The central bank “will continue to maintain the stability of interest rates through its continuous intervention in bond markets,” Salameh said in a speech in Beirut. The rating downgrade “hasn’t affected the financial markets negatively,” he said.
S&P cut Lebanon’s rating to B-, six levels below investment grade, from B on the impact of the Syrian civil war on the country’s economy. Lebanon, which has had no government for the past six months, has seen its debt-to-gross domestic product rise to 140 percent from 135 percent, Salameh said today.

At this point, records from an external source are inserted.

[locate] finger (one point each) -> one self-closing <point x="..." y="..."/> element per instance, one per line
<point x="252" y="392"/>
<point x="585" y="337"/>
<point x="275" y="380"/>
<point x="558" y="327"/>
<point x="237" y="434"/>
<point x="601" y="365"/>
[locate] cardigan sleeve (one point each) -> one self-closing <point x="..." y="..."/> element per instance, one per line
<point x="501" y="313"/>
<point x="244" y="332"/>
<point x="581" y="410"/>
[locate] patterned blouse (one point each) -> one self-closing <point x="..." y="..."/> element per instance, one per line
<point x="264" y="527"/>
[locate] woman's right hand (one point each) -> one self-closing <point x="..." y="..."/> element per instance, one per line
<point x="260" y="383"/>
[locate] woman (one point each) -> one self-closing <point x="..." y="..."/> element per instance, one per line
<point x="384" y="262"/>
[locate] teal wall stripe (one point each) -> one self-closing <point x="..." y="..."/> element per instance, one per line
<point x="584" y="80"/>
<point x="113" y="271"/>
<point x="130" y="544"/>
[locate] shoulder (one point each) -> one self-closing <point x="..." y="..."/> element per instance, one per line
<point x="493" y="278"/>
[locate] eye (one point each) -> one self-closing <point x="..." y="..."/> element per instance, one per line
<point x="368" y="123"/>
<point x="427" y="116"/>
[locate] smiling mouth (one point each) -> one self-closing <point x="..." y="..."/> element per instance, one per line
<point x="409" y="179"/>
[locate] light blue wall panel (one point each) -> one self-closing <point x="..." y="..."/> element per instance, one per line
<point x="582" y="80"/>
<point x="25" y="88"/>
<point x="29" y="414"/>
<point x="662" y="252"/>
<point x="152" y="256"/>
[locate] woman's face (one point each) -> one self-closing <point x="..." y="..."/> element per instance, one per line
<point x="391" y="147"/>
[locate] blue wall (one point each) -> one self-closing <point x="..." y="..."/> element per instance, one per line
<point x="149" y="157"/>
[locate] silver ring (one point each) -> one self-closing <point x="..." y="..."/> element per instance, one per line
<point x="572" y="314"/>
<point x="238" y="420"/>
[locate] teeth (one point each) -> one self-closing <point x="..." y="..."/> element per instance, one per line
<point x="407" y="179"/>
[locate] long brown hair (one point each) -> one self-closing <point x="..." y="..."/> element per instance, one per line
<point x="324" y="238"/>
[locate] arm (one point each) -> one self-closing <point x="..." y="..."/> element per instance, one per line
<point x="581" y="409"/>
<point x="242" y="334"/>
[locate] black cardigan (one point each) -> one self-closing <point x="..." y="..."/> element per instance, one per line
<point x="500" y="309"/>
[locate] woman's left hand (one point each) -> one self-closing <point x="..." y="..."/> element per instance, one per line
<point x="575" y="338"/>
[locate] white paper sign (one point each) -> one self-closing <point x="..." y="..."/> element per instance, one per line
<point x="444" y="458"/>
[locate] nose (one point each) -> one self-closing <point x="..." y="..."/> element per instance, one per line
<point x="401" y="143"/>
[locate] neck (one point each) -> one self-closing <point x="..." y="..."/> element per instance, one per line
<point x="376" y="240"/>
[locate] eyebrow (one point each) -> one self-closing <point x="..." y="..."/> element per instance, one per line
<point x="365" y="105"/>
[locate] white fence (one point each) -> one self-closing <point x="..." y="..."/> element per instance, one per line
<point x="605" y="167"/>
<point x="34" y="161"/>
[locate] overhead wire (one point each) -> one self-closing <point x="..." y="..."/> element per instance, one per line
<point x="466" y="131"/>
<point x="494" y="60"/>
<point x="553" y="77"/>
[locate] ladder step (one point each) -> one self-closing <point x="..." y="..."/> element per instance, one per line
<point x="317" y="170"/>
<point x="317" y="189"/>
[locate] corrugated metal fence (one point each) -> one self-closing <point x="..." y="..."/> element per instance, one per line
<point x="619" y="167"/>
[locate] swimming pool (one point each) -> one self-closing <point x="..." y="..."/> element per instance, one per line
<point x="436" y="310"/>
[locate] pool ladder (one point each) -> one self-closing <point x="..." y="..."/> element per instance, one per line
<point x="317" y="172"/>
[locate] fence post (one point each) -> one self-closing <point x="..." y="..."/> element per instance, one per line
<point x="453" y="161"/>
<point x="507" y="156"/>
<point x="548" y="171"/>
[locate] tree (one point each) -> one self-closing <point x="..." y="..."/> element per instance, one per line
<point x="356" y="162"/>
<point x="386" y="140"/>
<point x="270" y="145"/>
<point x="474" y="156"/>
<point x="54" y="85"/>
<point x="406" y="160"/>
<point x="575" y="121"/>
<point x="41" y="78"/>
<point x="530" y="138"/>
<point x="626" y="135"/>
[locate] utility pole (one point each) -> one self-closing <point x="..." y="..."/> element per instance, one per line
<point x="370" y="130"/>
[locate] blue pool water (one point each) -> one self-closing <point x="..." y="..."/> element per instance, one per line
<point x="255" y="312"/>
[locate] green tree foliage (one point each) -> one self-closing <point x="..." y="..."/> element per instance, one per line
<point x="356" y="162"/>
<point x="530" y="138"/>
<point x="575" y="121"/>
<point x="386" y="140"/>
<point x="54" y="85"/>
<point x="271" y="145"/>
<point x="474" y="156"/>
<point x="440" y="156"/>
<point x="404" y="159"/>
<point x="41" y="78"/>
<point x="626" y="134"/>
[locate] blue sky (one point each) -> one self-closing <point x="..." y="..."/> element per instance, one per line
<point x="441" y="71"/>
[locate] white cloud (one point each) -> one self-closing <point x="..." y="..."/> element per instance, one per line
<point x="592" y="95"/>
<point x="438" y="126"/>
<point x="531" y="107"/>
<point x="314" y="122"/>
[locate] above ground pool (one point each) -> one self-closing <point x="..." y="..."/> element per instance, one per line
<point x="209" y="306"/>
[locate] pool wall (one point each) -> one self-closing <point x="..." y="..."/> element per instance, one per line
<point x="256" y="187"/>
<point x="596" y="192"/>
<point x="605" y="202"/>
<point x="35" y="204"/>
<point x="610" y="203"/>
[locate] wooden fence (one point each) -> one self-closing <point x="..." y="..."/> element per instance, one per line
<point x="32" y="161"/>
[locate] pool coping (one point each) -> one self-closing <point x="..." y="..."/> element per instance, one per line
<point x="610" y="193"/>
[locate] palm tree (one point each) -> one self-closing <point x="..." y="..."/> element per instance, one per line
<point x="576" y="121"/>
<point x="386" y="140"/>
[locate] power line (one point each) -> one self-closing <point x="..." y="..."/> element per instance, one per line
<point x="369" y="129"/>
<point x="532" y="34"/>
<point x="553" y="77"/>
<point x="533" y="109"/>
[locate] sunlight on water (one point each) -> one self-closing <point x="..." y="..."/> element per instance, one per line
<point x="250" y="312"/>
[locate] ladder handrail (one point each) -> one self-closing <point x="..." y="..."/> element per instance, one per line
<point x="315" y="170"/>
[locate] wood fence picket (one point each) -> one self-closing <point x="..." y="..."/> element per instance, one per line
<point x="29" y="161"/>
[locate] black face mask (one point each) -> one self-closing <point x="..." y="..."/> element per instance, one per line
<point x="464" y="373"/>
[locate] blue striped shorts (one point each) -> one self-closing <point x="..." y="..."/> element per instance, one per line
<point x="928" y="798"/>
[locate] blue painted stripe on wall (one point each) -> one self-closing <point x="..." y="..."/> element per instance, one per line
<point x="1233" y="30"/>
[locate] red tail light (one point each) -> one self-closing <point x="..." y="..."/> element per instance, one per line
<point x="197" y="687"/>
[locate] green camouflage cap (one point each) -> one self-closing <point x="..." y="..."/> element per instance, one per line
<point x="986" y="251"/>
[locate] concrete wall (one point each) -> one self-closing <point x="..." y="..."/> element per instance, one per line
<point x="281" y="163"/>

The warring in Syria, which has killed at least 100,000 people since 2011 according to estimates quoted by the United Nations, has slowed Lebanon’s economic growth as security concerns battered tourism. The World Bank last month cut its forecast for economic growth this year to 1.5 percent from 2.3 percent. The Syrian conflict had so far cost the country an estimated $2.6 billion, the World Bank said.
Still, deposits into Lebanese banks are rising and may climb 7 percent this year, Salameh said. Deposits by non-residents may reach $8 billion in 2013, or 20 percent of GDP, Salameh said citing World Bank figures.
The central bank will offer lenders 1.2 trillion Lebanese pounds ($796 million) at an interest rate of 1 percent, Salameh said. The funds are intended to be used as credit to “productive sectors” in the country, he said.